Lawrence (the conceptual artist, Lawrence Weiner), shining bald pate and frosty beard, open white-collared black shirt eliding seamlessly into the black backdrop, holding a cigarette, in slightly sheepish three-quarter view, receives our gaze with seeming resignation. Alongside it, what from the gallery doors might resemble a cluster of stars, a dazzle of light bounces off snowflakes falling on a darkened field, a stand of snow-dusted trees just barely limned in the middle ground. Light out of darkness.
Opie’s work implicitly addresses the cultural criteria for identification and identity as a function of place and, also, time. She hasn’t decontextualized her subjects here, so much as circumscribed their temporal actuality using disparate photographic means—in the portraits, closing in tightly on her subjects, isolating them in shadow and a dark surround; in the landscapes, opening the aperture and slowing or lengthening the exposure to sustain the moment. A deliberate ambiguity defines these blurred images. Our criteria for identification (or measure of geological and cosmic time) are called into question. Does the crest of a mountain ridge in one landscape (all of them untitled) loom any more prominently than a black tree dominating the foreground in another? The viewer’s notions of distance and proximity are inherently challenged.

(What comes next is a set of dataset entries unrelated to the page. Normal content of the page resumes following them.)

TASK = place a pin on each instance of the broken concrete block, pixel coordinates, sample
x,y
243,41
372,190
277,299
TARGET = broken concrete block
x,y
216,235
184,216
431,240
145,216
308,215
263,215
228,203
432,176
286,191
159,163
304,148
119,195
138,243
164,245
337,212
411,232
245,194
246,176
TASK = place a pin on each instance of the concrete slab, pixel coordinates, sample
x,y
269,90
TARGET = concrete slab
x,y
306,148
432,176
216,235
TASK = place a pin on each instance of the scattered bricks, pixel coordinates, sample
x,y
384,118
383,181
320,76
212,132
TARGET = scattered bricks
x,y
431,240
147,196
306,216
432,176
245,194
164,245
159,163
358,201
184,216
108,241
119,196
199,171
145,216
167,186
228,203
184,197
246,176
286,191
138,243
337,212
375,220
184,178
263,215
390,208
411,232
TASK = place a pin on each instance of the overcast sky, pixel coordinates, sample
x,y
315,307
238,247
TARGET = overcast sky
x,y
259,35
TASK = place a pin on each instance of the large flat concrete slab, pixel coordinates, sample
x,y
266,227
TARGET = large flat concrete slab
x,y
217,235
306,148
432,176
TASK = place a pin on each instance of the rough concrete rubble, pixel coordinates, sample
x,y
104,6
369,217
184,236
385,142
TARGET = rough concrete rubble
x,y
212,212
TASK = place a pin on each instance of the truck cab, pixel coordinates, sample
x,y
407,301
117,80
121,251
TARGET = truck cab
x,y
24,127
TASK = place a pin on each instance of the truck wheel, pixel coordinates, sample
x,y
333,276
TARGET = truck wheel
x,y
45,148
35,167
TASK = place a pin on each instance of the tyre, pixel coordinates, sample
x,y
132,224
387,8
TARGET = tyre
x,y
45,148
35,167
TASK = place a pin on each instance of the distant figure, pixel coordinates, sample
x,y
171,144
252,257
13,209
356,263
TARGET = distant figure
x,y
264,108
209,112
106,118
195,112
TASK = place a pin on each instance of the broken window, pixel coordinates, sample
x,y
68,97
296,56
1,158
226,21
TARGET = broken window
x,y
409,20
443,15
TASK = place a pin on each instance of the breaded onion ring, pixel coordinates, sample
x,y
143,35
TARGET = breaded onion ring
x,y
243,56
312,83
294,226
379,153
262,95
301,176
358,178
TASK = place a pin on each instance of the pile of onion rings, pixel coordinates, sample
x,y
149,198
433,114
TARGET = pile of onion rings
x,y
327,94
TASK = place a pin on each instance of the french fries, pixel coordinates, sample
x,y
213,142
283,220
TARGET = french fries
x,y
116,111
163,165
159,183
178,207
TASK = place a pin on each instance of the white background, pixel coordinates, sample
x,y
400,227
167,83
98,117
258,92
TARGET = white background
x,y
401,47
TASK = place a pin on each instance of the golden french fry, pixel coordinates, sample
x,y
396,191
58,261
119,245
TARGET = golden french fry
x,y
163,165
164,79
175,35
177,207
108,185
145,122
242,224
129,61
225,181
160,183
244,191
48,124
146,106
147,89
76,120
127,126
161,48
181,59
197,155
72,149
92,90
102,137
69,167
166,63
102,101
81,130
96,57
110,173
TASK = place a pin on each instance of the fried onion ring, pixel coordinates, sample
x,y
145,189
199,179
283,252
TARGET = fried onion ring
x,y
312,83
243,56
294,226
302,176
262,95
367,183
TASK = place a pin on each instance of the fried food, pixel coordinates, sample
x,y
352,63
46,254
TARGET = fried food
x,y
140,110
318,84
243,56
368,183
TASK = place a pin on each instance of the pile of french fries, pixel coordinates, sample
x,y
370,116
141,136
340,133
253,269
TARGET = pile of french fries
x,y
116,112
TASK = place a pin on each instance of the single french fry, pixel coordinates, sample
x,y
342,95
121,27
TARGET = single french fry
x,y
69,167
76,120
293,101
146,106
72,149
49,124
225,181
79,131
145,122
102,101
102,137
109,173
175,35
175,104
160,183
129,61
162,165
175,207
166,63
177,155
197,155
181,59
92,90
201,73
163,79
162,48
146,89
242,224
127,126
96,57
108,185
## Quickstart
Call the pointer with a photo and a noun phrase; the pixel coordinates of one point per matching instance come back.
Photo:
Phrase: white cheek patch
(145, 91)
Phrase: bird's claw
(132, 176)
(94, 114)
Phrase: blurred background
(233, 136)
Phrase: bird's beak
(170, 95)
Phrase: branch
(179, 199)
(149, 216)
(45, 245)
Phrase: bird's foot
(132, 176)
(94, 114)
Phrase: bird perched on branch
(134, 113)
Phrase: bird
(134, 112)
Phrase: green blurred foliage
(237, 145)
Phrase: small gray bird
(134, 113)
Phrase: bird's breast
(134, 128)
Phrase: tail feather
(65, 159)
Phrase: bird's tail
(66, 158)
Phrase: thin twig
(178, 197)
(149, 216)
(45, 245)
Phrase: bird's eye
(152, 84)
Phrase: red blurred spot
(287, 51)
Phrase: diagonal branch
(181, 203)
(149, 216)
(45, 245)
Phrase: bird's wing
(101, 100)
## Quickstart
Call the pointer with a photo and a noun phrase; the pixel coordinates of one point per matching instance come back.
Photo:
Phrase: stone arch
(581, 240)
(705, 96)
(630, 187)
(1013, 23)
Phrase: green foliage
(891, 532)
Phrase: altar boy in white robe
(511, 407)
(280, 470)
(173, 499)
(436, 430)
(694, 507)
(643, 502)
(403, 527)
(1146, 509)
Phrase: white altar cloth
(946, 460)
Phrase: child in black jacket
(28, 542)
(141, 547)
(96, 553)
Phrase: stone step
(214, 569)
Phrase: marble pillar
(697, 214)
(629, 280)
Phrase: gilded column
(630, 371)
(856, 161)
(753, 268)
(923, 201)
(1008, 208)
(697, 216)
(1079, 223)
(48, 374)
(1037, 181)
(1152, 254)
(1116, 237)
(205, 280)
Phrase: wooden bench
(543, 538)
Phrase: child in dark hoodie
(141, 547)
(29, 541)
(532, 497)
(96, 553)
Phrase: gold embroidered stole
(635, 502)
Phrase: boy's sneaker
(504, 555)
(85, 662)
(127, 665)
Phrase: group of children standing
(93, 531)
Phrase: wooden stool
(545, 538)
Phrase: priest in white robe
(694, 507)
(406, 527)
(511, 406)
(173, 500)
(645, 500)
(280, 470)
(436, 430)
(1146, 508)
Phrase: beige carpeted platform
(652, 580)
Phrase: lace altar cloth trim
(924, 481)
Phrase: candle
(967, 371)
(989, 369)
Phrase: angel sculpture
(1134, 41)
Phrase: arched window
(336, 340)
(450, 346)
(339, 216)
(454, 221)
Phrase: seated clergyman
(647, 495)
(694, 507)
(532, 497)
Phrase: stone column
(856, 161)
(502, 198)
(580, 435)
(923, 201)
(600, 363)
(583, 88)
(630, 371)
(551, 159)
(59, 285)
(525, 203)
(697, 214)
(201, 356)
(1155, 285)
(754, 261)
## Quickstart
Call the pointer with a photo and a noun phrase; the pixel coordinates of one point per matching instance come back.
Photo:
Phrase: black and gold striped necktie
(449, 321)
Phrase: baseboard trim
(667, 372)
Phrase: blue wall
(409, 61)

Similarly, in the portraits, the emphasis on the temporal translates to gesture and attitude. In one of her largest photographs, Kate and Laura (the Mulleavy sisters, designers of the Rodarte fashion line), Laura, in long, ruffled white silk dress, kneels with a hand raised to Kate’s ear, as if whispering. Kate (black-clad) is seated, feet firmly planted, intently eyeing an embroidery circle through which she draws red thread seemingly into a red bloodstain. Portraits and landscapes alike connote realities both boldly stated and secretly whispered.
Another large portrait—Idexa (Stern, the tattoo artist)—presents an elaborately tattooed body frontally to the camera, but with head turned at an angle, eyes just slightly squinting: “Do I know you?” The photographs probe the notion of visual acquisition. We have the moment, and everything else stands outside it.
Opie draws on High Renaissance and Baroque conventions, not without an element of subversion, but her portraits are clearly ideations of her subjects. Her reverse three-quarter portrait of Jonathan (Franzen) is almost a literal instance of this—the spectacled silhouette just recognizable in shadow, with light catching the silvery highlights of his graying hair but falling principally on the book in his lap—Tolstoy’s War and Peace. (As serious as these portraits are, they are not without humor.)
To identify, specifically to name, is to fix in time. At their most transfixing, Opie’s photographs are about this imprint. An idealizing impulse manifests somewhere in the bleed from the conscious into the unconscious. But the magic inheres in plain view—although that view may be through murky depths.